Beugen sie sich alle dem Urteil der Wissenschaft? Ein durchaus liberaler Historiker wie Hans-Ulrich Wehler, der als Erfinder der "Bielefelder Schule" zur "strukturgeschichtlichen Analyse historischer Abläufe" zu Recht in den Brockhaus eingegangen ist, kommt im zuletzt erschienenen Band seiner Deutschen Gesellschaftsgeschichte zu einem erschreckenden Ergebnis: die Weltbühne habe von einer "gesinnungsethisch linke(n) Position" die Weimarer Republik - "manchmal zu Recht", gewiss - "noch häufiger aber gnaden- und alternativlos kritisiert". Alternativlos? Heute ein beliebtes Wort. Allerdings ging die Weimarer Republik daran zugrunde, dass ihre führenden Politiker am Ende dort keine Alternative mehr zur Adolf Hitler sehen wollten, wo die Weltbühne sie bis zuletzt noch sah. "Aus historischer Perspektive" aber, so urteilt der Geschichtsforscher aus Bielefeld, habe die Weltbühne mit einer "tendenziell destruierenden Wirkung" besonders unter ihrem letzten Redakteur Carl von Ossietzky zu der "inneren Aushöhlung und Auflösung jener immer heftiger geschmähten Republik" beigetragen.

Die Weltbühne, gegen die bis heute nachwirkend ein sachverständiges Kompetenzteam vom Bundesgerichtshofspräsidenten aus dem Reichsgericht bis zum Strukturhistoriker der deutschen Gesellschaftsgeschichte ein ungeheuer ehrliches Zeugnis ablegt - sie ist älter als die Weimarer Republik. Am 7. September 1905 erschien in Berlin die erste Ausgabe der Schaubühne, wie sie sich damals noch nannte. Sie wurde von dem 24jährigen und schon berühmten Kritiker Siegfried Jacobsohn zunächst als reine Theaterzeitschrift gegründet. Doch schon acht Jahre später anlässlich des "Menetekels Zabern" - der Kapitulation der zivilen Regierung vor dem wüst um sich schlagenden preußischen Militarismus - da gelobte er, dass "wir jetzt nicht mehr nur die Welt bedeutenden Bretter, sondern auch die Welt selbst betrachten wollen. Wir betrachten zunächst die deutsche Welt, und sie reizte uns zu heftigstem Widerspruch". Ein Jahr nach dem Menetekel hatte Deutschland jenen Krieg zustandegebracht, den man als Ersten Weltkrieg bezeichnete.

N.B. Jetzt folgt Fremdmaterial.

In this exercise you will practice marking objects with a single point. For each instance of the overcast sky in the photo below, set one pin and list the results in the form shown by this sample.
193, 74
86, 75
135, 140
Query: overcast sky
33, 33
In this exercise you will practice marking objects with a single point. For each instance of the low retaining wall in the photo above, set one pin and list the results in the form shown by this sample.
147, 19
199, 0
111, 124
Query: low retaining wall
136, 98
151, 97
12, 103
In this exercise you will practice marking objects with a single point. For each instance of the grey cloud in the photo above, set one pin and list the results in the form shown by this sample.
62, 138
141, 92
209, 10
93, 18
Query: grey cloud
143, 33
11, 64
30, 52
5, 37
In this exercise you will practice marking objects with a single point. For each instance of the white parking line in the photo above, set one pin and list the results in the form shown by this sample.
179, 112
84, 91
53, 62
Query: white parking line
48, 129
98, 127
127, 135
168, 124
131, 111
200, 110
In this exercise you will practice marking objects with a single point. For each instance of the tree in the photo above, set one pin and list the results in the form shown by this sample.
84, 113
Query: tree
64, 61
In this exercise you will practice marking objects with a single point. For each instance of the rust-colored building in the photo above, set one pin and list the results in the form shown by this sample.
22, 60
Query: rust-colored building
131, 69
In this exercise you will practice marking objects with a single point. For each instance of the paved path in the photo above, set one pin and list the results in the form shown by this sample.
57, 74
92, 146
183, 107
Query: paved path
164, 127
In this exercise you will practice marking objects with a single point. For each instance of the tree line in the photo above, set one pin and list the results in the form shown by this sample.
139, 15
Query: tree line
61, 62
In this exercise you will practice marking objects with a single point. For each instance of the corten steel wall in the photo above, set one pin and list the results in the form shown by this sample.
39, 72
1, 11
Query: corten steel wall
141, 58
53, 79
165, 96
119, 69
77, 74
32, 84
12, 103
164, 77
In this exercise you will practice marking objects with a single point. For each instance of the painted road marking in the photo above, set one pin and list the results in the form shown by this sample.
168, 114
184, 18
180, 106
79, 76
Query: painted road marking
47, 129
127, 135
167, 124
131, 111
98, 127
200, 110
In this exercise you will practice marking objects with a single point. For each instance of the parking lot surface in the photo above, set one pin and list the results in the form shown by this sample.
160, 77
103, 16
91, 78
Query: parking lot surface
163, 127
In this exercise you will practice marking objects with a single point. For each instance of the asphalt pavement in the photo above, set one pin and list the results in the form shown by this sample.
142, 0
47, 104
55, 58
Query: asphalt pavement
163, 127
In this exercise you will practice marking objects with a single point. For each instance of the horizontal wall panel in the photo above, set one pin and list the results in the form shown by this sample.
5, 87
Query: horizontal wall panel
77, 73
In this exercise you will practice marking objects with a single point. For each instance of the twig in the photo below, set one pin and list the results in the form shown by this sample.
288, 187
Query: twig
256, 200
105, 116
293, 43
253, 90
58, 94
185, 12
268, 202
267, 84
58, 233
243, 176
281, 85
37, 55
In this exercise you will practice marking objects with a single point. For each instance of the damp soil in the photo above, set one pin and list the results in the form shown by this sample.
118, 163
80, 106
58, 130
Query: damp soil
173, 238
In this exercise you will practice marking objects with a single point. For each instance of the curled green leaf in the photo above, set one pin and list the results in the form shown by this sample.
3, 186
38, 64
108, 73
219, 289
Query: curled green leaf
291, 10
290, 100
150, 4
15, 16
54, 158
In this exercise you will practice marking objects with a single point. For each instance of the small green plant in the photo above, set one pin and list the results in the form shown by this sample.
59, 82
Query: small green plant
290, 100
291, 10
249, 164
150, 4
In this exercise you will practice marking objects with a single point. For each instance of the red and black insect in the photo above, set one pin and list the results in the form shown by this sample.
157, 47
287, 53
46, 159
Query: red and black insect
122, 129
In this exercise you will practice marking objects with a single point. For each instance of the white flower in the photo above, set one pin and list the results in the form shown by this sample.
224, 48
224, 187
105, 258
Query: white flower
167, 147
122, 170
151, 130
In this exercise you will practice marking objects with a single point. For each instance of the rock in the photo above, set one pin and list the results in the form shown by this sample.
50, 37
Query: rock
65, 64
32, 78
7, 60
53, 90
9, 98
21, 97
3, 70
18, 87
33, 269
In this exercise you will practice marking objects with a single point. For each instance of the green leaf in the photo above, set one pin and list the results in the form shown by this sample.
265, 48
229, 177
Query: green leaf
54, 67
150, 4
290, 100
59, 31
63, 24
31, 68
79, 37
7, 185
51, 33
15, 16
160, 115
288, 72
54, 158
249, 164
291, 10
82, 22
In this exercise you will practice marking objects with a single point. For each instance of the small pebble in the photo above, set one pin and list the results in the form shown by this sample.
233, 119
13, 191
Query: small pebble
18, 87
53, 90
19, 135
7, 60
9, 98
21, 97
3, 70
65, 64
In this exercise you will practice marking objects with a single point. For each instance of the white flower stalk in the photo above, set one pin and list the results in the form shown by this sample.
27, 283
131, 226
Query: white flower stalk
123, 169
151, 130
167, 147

Jacobsohn lavierte sein Blatt - unvermeidlich auch mit Konzessionen an die Militärzensur, die allerdings nicht alles verstand, was da zu lesen war, durch die Kriegsjahre. Und am 4. April 1918 benannte er die Schaubühne durchaus programmatisch um zur Weltbühne.

Dieser Prozess der Politisierung des Blattes lässt sich vorzüglich ablesen in einer fünfbändigen Auswahl der Werke Siegfried Jacobsohns, die jetzt zum 100. Geburtstag der Schau-/Weltbühne im Göttinger Wallstein-Verlag erschien.

Tucholskys Intermezzo

Schon im März 1919 stand in der "Antworten"-Rubrik der Weltbühne eine heftige Kontroverse mit Gustav Noske. Die Verhängung des Standrechts durch den SPD-Reichwehrminister hatte dazu geführt, dass seine Soldateska umstandslos Leute erschoss, die sie mit dem Mitgliedsbuch der USPD antraf. Jacobsohn: "Wir brauchen eine zweite Revolution. Nein: wir brauchen eine Revolution."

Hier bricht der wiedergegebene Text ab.